With that said, basing the tax mostly on gas consumption was always a bad idea as there has been a push for more fuel-efficient vehicles since the 1970s energy crisis especially from a national security standpoint. Sure, there has been a lot of hypocrisy along the way like the “age of the modern muscle car” that is thankfully starting to come to a close, etc. But we all knew we’d eventually get to a point where we’d need more fuel-efficient vehicles.
So there is no logic in punishing the owners of hybrids and electric cars specifically when they’re at least doing something that’s beneficial. Fair would be to charge them the same as other vehicles in their weight class for registration. Also, there are many gas only cars that get about the same mileage as some of the hybrids. Should we charge them a “too efficient and not harmful enough” tax since they buy less gas/diesel too?
An argument of, “if you want nice roads you have to buy more gas/diesel, and eventually starve to death from the emissions” was never a good idea. Legislators must have realized this but since rising gas prices are always unpopular, they found a way to pretend they’re doing the right thing instead of actually doing it. The right thing being a transition away from fossil fuels ASAP and a move to different transit systems that weren’t based so heavily on cars.  
I think the tobacco industry is a good model for a solution here. Washington charges $3.03 in tax for cigarettes because of the great harm they are known to cause to offset heatlhcare costs (or so they say) etc. With an average cost of about $8.03 a pack that means that the tax is about 37% of the cost of the pack. Since gas/diesel are also known to be contributing to the eventual extinction of the species, and harmful to our health, with a current tax of about $0.45 cents per gallon and a gallon of gas being about $4.45 per gallon right now, or only about 10%, then it obviously makes more sense to increase the gas tax. That is if we want to phase to a green economy and have a planet around to make money, or anything else on, in the near future.
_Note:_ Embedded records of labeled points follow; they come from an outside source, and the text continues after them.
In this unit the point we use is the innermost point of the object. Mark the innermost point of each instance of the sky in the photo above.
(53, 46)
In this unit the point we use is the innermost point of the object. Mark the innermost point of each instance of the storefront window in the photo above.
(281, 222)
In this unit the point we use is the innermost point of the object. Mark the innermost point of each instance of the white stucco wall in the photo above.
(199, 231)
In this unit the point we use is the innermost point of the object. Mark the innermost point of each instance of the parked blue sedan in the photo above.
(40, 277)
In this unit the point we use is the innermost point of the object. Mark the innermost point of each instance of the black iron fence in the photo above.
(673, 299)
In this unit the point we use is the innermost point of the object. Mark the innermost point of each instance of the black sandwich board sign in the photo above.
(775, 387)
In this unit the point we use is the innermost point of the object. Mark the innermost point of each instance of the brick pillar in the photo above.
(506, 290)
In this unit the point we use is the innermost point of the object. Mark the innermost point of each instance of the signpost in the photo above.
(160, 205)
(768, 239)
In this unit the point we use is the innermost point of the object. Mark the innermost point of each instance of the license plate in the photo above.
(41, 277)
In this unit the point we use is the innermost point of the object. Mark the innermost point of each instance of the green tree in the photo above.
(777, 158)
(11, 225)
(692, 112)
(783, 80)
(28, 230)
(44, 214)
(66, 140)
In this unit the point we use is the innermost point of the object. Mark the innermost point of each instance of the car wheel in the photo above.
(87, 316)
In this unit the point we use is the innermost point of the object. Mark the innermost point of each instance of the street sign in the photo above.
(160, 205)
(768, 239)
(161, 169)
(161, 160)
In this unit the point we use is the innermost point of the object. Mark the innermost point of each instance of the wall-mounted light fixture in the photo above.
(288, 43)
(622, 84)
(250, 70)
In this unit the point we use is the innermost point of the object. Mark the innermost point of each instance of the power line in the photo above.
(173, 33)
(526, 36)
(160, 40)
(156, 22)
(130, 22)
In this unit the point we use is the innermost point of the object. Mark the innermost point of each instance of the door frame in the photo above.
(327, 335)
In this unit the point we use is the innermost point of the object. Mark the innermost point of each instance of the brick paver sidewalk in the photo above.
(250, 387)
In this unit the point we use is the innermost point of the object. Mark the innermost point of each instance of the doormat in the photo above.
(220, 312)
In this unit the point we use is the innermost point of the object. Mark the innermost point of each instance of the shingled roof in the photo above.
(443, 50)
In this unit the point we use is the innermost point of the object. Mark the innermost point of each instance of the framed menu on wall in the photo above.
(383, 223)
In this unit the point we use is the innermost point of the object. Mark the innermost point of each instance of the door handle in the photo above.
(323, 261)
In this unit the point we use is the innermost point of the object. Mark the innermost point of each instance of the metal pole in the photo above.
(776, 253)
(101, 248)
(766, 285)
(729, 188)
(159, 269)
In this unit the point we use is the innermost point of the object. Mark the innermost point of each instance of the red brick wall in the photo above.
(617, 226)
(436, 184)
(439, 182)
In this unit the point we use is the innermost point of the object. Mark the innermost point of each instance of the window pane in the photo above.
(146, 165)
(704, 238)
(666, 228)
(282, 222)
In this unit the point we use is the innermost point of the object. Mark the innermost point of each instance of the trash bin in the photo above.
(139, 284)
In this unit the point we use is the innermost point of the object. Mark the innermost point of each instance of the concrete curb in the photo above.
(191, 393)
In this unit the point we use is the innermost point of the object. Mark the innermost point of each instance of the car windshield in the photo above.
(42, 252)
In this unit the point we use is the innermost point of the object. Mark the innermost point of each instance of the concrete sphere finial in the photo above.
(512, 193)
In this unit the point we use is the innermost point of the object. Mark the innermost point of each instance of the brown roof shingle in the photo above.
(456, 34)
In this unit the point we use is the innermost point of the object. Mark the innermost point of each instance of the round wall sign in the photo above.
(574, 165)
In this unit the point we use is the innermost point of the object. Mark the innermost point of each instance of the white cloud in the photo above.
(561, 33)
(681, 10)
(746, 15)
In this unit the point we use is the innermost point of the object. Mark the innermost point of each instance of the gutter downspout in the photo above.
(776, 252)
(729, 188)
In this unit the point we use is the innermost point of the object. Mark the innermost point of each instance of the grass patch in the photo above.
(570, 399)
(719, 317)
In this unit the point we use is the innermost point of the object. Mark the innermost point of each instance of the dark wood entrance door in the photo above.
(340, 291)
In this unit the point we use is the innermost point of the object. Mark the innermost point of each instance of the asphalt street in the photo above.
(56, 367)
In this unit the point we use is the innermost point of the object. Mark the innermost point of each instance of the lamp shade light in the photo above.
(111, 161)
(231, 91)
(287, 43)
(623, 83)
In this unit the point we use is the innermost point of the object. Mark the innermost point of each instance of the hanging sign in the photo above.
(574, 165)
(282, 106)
Again, hybrids and EVs still only make up about 3% of vehicles on the road, so the amount of additional tax being taken in on them is still pretty small. Overall, the hard truth is that cars/trucks are generally a bad way to get around and always wasteful to some extent. However, some much more than others.
So, I agree with you that we need totally different transportation systems to really address climate change. While the Whatcom Dems. passed their Electric Bus resolution with a unanimous 50-0 vote, we should note that they did meet resistance from other Corporate Dems. along the way and our schools still refuse to buy even one electric bus. In short, we aren’t taking action quickly enough, and trying to tax a resource we are trying to get rid of is a losing battle in the end anyway.
It gives us the illusion of progress when no real progress is being made. It’s the standard play from the establishment playbook. The games being played with broadband are even worse. The PUD, Port, COB, and County refuse to even fund inexpensive, accurate, load testing. They don’t want the real numbers because all they want is to be able to say that they “did something” on the campaign trail and they’re really hoping that citizens aren’t having in-depth discussions about topics like this that could spoil their plans to lie to us on the campaign trail.